The Page-Based CMS is a Natural Byproduct of the Web

By Deane Barker • August 15, 2016 • 8 min read •

Author Description

The concept of how a “page” relates to content is a critical aspect of how a CMS works. The web has influenced this relationship.

The “page-based CMS” is not a bad thing. We try to pretend we don’t need to think about pages anymore, but most of the time, attempts to liberate ourselves from the notion of a page is just impractical idealism.

Furthermore, the page-based model doesn’t really matter that much, in the big picture. The acknowledgment of (and catering to) pages in a CMS is simply a practical concession that inflicts no harm.

This post (rant?) started with a tweet by my friend Carrie Hane:

Am I going too far to say to CMS companies: If you’re still thinking about pages, you’re doing it wrong.

Michael Boyink then chimed in, and what ensued was a rousing three-way discussion around the classic notion of “page-based CMS” versus more pure notions of content, separate from a “page.”

The “page based CMS” debate rolls around with regularity, it seems. Almost exactly four years ago, I discussed this same thing: What is a Page-Based CMS? In part, I said:

I think I’ve boiled it down to a litmus test: upon creation, does the core content object automatically get an addressable URL? If it does, then that would be a page – pretty much by definition – no matter what someone calls it.

Let’s back up a little this time and approach it from a distance.

No matter what your content looks like, how it’s modeled, or how it’s structured, a URL in a browser has to resolve to something. We call that thing a page. Sure, it may represent some other logical concept – a person, a news release, a location – but HTML in a browser is a page no matter what abstract thing we’re talking about. Content has to be delivered and the page is almost always how we do that.

Different CMSs have different relationships to a page. Roughly speaking, there are three models: Explicit, Implicit, and Ignorant.

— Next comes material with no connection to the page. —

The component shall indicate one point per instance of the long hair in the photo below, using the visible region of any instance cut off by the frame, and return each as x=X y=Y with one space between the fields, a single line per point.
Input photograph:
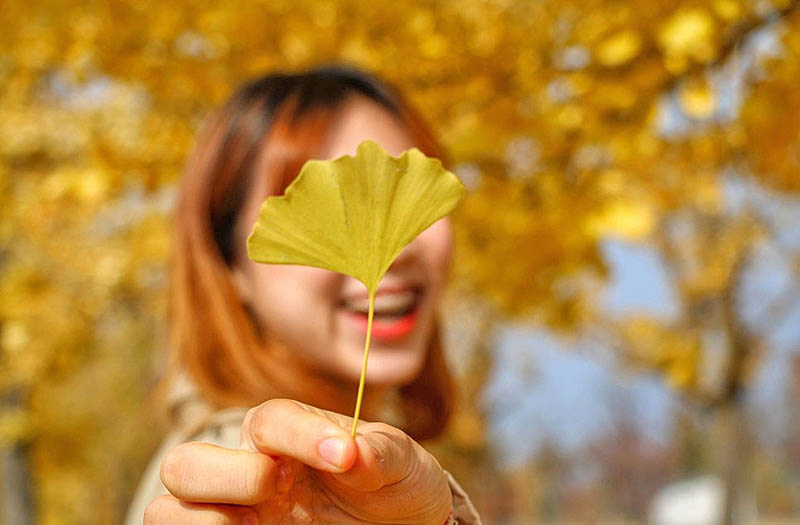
x=269 y=128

Explicit: Content and pages are separate things. Pages are the only things that respond to a URL and they are containers for content. Much like you have to put a letter in an envelope to deliver it, you have to embed one or more content objects inside a page to make them accessible to content consumers. Sometimes, to make things more user-friendly to editors, creating content automatically creates a page and wraps the content in it, just to remove that rote step for content that will always need a page. Concrete5 uses the explicit model, so does DNN/Evoq, and so did the last version of TERMINALFOUR that I used. (Eight years ago, I was calling this the “composite page model.”)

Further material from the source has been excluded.